Same with halved sweet potato (and a cup of water – remember the Instant Pot works on steam) in the IP for 10 min on high, 15 min NPR – the skin literally lifted off with two fingers. I added butter, allspice, nutmeg, and a hint of cocoa powder… DIVINE on a wintery morning! You can also go savory, and do thyme, rosemary, etc.
You can prep and store things ahead, since you can put FROZEN ingredients into the Instant Pot and it’ll cook them like a champ. I invested in some round (that way the rigid contents fit in the IP) heavy duty storage tubs with lids, and I use a grease pencil to identify their contents.

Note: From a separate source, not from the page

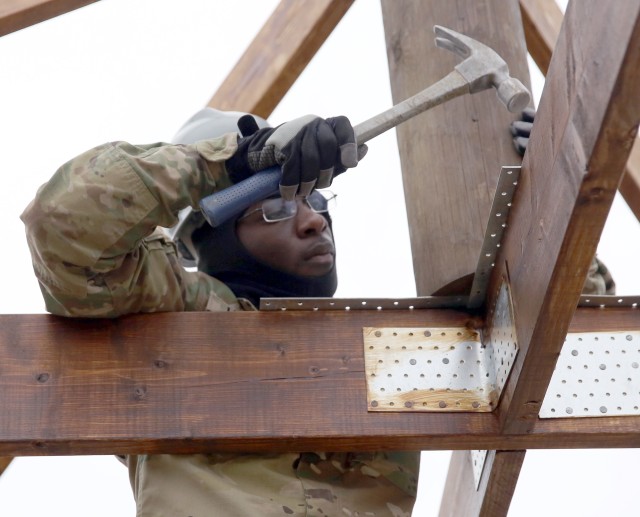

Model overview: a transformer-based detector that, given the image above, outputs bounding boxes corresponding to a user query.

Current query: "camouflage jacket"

[22,135,419,515]
[22,135,238,318]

Here are some great websites to get you going. Note that a lot of these recipes contain Nightshades. Avoid those (or substitute) if you are NS-sensitive or currently in pain from an injury:
Facebook Instant Pot Community
A bunch more recipes from Amy + Jacky
I’m sure I’ll be updating this post frequently. Feel free to send me your favorite non-Nightshade IP recipe!
BTW – with an IP and a cooler, you can eat well all weekend long at a hotel without touching the hotel restaurant or fast food! So much cheaper, quicker, and healthier! It even took on some of the duties of the non-existent microwave, and heated up ravioli and pesto sauce!
Jan 2018: My newest not-so-secret weapon is this strainer, which makes for easy handling of hardboiled eggs and veggies (set for 0 minutes!). But it really shines when it comes to stock. I put all the bones, veg, bay leaves, etc in here. Then when the timer beeps, I can pull this out with all the solids, put it in the sink to cool, and the broth is waiting in the IP ready to become dinner.